The studios offer multiple camera solutions including Sony and Grass Valley, multi-functional productions spaces including edit suites, sound & Foley suite, 35 production spaces and an American Diner which is available as a filming location or crew catering space.

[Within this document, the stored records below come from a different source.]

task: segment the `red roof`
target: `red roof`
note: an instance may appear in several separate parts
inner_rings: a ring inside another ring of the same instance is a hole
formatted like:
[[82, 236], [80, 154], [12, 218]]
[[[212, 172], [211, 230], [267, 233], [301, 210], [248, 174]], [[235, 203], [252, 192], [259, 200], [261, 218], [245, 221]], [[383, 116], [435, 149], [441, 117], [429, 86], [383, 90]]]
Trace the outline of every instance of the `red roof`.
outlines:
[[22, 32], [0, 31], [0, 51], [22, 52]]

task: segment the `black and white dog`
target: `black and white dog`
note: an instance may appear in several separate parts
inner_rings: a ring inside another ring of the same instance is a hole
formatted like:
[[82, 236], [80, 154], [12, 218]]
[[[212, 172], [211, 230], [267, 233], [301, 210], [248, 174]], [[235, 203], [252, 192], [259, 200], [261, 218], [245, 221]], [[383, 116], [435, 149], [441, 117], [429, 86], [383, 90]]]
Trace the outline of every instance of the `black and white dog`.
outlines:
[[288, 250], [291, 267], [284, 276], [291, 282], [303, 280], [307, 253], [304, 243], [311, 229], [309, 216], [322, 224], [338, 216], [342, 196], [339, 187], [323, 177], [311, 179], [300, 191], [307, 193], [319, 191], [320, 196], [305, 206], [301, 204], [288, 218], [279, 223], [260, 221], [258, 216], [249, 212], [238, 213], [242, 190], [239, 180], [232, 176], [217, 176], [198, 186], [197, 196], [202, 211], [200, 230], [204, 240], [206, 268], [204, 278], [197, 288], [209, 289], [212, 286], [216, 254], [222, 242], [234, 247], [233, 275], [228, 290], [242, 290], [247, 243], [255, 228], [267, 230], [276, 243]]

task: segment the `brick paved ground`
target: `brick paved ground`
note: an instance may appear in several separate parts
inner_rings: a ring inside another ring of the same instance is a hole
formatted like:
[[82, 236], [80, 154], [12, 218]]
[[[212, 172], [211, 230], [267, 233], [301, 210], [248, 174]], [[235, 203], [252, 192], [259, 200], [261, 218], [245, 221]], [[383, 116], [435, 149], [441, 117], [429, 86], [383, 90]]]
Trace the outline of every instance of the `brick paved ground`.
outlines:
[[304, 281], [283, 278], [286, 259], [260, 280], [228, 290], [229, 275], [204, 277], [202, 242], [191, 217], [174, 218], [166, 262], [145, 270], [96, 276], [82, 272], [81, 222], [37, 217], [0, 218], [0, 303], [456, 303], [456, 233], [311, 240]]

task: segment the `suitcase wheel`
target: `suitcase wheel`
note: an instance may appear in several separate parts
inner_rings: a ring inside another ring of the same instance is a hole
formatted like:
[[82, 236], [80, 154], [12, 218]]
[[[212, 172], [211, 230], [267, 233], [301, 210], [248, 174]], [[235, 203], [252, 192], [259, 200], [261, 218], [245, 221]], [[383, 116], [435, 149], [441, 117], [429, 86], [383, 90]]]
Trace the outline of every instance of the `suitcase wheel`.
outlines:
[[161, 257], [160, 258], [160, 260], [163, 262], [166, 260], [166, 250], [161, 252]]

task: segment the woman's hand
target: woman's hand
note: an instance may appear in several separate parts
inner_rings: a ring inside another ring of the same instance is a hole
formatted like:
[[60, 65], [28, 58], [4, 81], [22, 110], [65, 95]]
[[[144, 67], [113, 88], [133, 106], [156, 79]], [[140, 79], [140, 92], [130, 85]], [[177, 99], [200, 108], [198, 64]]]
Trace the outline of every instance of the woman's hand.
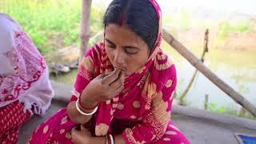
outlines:
[[93, 79], [82, 93], [81, 100], [86, 106], [95, 106], [118, 94], [124, 86], [124, 74], [115, 69], [110, 74], [101, 74]]
[[80, 125], [80, 130], [76, 128], [73, 128], [71, 131], [71, 140], [74, 144], [90, 144], [92, 136], [90, 131], [83, 126], [83, 125]]

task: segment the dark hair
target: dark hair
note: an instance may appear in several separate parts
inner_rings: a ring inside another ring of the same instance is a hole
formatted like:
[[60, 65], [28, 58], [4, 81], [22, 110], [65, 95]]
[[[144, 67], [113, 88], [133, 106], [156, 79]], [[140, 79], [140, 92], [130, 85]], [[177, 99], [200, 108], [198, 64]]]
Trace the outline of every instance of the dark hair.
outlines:
[[103, 18], [103, 25], [128, 26], [149, 46], [154, 47], [158, 33], [158, 18], [149, 0], [113, 0]]

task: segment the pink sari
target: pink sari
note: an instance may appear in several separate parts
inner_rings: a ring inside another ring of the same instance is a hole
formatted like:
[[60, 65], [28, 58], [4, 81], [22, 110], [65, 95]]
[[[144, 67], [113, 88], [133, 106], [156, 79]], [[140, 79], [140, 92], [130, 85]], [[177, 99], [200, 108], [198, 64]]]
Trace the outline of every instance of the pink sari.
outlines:
[[54, 91], [43, 57], [22, 27], [0, 13], [0, 143], [17, 143], [20, 127], [43, 115]]
[[[177, 84], [176, 70], [160, 49], [162, 15], [160, 7], [150, 0], [159, 18], [158, 36], [147, 63], [125, 79], [125, 88], [112, 100], [101, 102], [87, 123], [91, 134], [122, 134], [126, 143], [190, 143], [170, 120], [171, 105]], [[104, 43], [93, 46], [80, 63], [74, 94], [75, 101], [98, 75], [113, 71]], [[42, 123], [31, 136], [30, 143], [72, 143], [70, 130], [77, 125], [63, 109]]]

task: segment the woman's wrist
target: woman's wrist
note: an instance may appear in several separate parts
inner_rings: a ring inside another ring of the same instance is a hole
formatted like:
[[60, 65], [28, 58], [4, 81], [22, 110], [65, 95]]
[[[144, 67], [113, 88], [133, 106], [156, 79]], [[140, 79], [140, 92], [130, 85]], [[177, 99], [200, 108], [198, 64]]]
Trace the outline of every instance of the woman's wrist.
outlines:
[[89, 94], [86, 94], [86, 93], [83, 93], [79, 98], [80, 104], [90, 110], [94, 109], [99, 102], [98, 101], [94, 100], [93, 97], [90, 96]]

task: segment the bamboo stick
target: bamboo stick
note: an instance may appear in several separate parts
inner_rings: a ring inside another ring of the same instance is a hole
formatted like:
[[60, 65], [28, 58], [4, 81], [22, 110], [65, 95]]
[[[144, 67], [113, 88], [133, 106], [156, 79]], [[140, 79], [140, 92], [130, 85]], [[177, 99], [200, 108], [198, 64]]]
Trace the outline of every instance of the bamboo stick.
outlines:
[[188, 50], [182, 43], [176, 40], [170, 34], [163, 29], [163, 39], [182, 54], [193, 66], [198, 69], [209, 80], [233, 98], [237, 103], [256, 116], [256, 107], [242, 95], [210, 71], [196, 56]]
[[[206, 29], [206, 33], [205, 33], [205, 37], [204, 37], [204, 47], [203, 47], [203, 51], [201, 56], [201, 61], [202, 62], [204, 62], [204, 58], [205, 58], [205, 55], [206, 53], [207, 53], [208, 50], [208, 34], [209, 34], [209, 30]], [[195, 69], [191, 79], [189, 82], [189, 84], [187, 85], [186, 90], [183, 91], [182, 96], [180, 97], [180, 104], [181, 105], [184, 105], [184, 98], [186, 97], [186, 94], [189, 92], [189, 90], [190, 90], [190, 87], [192, 86], [192, 84], [196, 78], [196, 75], [198, 74], [198, 70], [197, 69]]]
[[82, 0], [82, 19], [80, 31], [80, 57], [79, 62], [87, 50], [90, 39], [90, 15], [91, 0]]

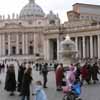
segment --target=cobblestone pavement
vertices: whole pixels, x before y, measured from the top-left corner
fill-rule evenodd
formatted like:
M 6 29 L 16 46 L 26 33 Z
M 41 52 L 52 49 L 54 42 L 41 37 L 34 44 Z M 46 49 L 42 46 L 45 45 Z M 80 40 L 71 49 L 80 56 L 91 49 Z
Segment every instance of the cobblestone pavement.
M 17 74 L 17 71 L 16 71 Z M 18 93 L 15 93 L 15 96 L 9 96 L 9 93 L 4 90 L 4 80 L 5 74 L 0 76 L 2 80 L 2 84 L 0 84 L 0 100 L 21 100 L 21 97 L 18 96 Z M 38 72 L 33 71 L 33 79 L 42 80 L 42 76 L 39 75 Z M 49 72 L 48 74 L 48 88 L 45 89 L 46 94 L 48 96 L 48 100 L 62 100 L 63 93 L 56 91 L 55 86 L 55 74 L 54 72 Z M 31 88 L 32 90 L 32 88 Z M 100 84 L 96 85 L 84 85 L 82 87 L 81 97 L 83 100 L 100 100 Z M 33 97 L 31 96 L 31 100 Z

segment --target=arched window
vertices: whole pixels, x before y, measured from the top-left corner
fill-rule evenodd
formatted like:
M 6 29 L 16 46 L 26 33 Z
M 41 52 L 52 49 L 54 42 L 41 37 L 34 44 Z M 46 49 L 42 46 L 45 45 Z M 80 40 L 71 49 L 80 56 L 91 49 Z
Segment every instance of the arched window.
M 13 47 L 12 47 L 12 55 L 15 55 L 15 54 L 16 54 L 16 47 L 13 46 Z

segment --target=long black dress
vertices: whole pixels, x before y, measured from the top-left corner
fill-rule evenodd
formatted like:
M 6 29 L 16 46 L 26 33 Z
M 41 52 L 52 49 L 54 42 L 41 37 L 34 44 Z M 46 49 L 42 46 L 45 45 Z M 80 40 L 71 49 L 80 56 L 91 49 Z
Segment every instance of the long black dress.
M 32 81 L 32 77 L 28 73 L 25 73 L 24 76 L 23 76 L 22 89 L 21 89 L 21 94 L 23 96 L 29 96 L 30 95 L 31 81 Z
M 5 88 L 6 91 L 13 92 L 16 90 L 15 72 L 8 70 L 6 73 Z

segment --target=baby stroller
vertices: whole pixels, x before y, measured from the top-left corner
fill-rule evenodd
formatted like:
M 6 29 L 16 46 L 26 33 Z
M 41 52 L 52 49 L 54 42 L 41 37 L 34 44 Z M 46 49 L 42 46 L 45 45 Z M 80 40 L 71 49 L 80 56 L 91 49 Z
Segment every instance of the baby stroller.
M 79 96 L 81 94 L 81 84 L 80 82 L 74 82 L 74 84 L 69 87 L 63 88 L 64 96 L 62 100 L 82 100 Z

On the Maidstone Studios premises is a data centre and office space available for hire.

==Productions==

- 1 vs. 100 – Endemol for BBC
- Art Attack – TVS, later Media Merchants and STV Productions, for ITV
- Bang on the Money – ITV
- The Basil Brush Show – The Foundation for BBC
- The Biggest Loser (2012 final) - Shine Limited for ITV
- Blankety Blank – Thames for ITV
- Blind Date - Channel 5
- Cape Wrath – Ecosse Films for Channel 4
- Catchphrase - ITV
- Coalition (film) (2015) – Channel 4
- Dead Line - a 2018 Halloween special of Inside No. 9 - BBC
- Deal or No Deal – ITV1 - Remarkable Entertainment for ITV
- Defectors – Challenge
- Don't Stop Believing – Shine TV/GroupM for Channel 5
- The Door – ITV
- The Genius Game – ITV
- Duel – ITV
- Family Fortunes – Thames for ITV
- FIFA eNations Cup – FIFA / Sky Sports
- Finders Keepers – World Wide International Television and TVS, later STV Productions, for ITV
- Fort Boyard: Ultimate Challenge – The Foundation for ITV and Disney XD (filmed on location in France)
- Fraggle Rock (UK inserts for seasons 3 and 4) – ITV and The Jim Henson Company
- Got to Dance – Sky One
- Guesstimation – Initial for BBC
- Hetty Feather – CBBC
- HOW – ITV / CITV
- I Can See Your Voice - BBC One
- It's a Mystery – Media Merchants and Meridian and ITV
- Jeopardy! - TVS for ITV
- Jo Brand's Great Wall of Comedy – Gold
- Later... with Jools Holland (2013–2018) – BBC Two
- Let's Play – CBeebies
- Ministry of Mayhem – ITV Productions/The Foundation for ITV
- The Mint – ITV
- Mister Maker – The Foundation for CBeebies
- Motormouth - ITV
- No. 73 (Series 3-8 and 7T3) - ITV
- Prove It! – STV Productions/GeronimoTV for ITV
- The Royals – E!
- Scratch 'n' Sniff's Den of Doom (2007) - CITV
- Sort Your Life Out - BBC
- The Split – BBC
- Sport Relief's Top Dog – BBC Two
- Supermarket Sweep – Thames for ITV
- Take Me Out – Talkback Thames for ITV
- This Time with Alan Partridge - Baby Cow Productions for BBC
- Trisha Goddard (2005–2010) – Townhouse TV for Channel 5
- Ultimate Brain – CBBC
- Was It Something I Said? – Channel 4
- What's Up Doc? – TVS, later Scottish Television, for ITV
- Whittle – Channel 5
- The Wonderful Story of Henry Sugar (2023) - released on Netflix
- WOW! – Media Merchants and ITV Meridian, for ITV
- ZZZap! – Media Merchants and ITV Meridian, for ITV

===Other uses===
- Between 1998 and 2007, Radio Caroline broadcast from the complex.
- In 2010 Maidstone Studios was used for an anti-speeding TV advert, airing on ITV between 15 January and mid-February.
- Some of the old office space and the 2000 sqft former Studio 1 have been converted into a data centre offering rack space to local, national and international businesses.
- Since 2010, the University for the Creative Arts has taught television production within the office space and studio space.